The song ends with the chorus sung twice but the penultimate chorus has some powerful verbal charges that reinforce the interior nature of awareness. ‘Turn within’, we often say in Unity as we begin our meditations; ‘the Kingdom of heaven is within you’ says Jesus in Luke 17:21.  It is when we enter this inner awareness and focus on the still point at the heart of us that we appreciate that it is the truth of everywhere.

“And in the rising sun you can hear your life begin

And it’s here and there, nowhere and everywhere…

…Oh the rising sun and the place that it’s coming from

Is inside of me and now I feel it constantly.”

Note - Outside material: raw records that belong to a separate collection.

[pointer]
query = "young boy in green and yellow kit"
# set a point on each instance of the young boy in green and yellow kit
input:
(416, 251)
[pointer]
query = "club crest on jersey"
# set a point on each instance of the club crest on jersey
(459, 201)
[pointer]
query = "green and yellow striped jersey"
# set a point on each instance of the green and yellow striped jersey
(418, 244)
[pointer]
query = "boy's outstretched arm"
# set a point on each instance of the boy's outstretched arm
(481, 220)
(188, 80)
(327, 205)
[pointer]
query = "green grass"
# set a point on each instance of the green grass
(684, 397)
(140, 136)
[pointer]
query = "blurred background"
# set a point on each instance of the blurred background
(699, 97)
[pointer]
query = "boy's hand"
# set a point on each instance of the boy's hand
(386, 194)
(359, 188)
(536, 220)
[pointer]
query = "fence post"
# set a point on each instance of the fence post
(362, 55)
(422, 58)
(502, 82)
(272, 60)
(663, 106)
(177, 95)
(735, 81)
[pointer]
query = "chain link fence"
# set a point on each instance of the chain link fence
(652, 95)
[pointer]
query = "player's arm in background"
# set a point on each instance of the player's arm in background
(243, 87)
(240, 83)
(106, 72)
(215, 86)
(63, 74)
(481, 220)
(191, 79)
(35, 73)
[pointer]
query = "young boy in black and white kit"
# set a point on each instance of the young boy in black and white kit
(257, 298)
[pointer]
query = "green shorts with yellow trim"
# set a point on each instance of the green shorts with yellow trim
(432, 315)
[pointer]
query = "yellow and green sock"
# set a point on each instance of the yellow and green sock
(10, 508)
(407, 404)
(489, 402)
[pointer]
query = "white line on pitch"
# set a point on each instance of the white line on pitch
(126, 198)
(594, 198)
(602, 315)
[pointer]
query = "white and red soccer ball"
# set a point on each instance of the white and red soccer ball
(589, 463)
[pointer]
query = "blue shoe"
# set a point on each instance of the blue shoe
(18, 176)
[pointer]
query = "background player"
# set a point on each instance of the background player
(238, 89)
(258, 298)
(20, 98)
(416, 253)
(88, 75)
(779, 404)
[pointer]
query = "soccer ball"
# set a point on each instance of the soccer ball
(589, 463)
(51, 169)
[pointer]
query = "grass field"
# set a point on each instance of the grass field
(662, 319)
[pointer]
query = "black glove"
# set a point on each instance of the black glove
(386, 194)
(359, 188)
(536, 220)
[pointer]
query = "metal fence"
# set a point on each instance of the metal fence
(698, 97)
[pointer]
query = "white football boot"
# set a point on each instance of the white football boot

Two words leap out at me from these verses. First, the Presence is nowhere and everywhere. The spacious emptiness of Spirit guarantees fullness.  A cup, for example, must be empty to be filled. Unconditionality, relaxing into the seeming unknown, is a sane and safe approach to life. We are all, in varying degrees control freaks.  In little or big ways we want to make life certain through habit and preference. The invitation from Spirit is to let go of the futile attempts to control the magnificently uncontrollable universe. Relax, all is well, the wisdom of the Presence is always dependable and true.

It is exactly as we release and simply let be that the sun rises and showers its radiance and joy into our lives.

The other word that strikes me is ‘constantly’: ‘I feel it constantly.’ When we connect to the timeless, to the infinite moment, we realize it is a constant presence.  We may forget it but it does not forget us.  And the good news is that it is just a moment of remembrance away.

I like to think that George was in this awareness of Presence when he passed from this world. Whether he was there constantly or not, I know he realized its constant presence for him and for us. It is what makes this song ‘The Rising Sun’ so memorable and so inspiring.

Remember, as you go along life’s way on this apparent journey of life that you are the rising sun, the effulgence of light and love and joy that brings such beauty and soul satisfaction into our world.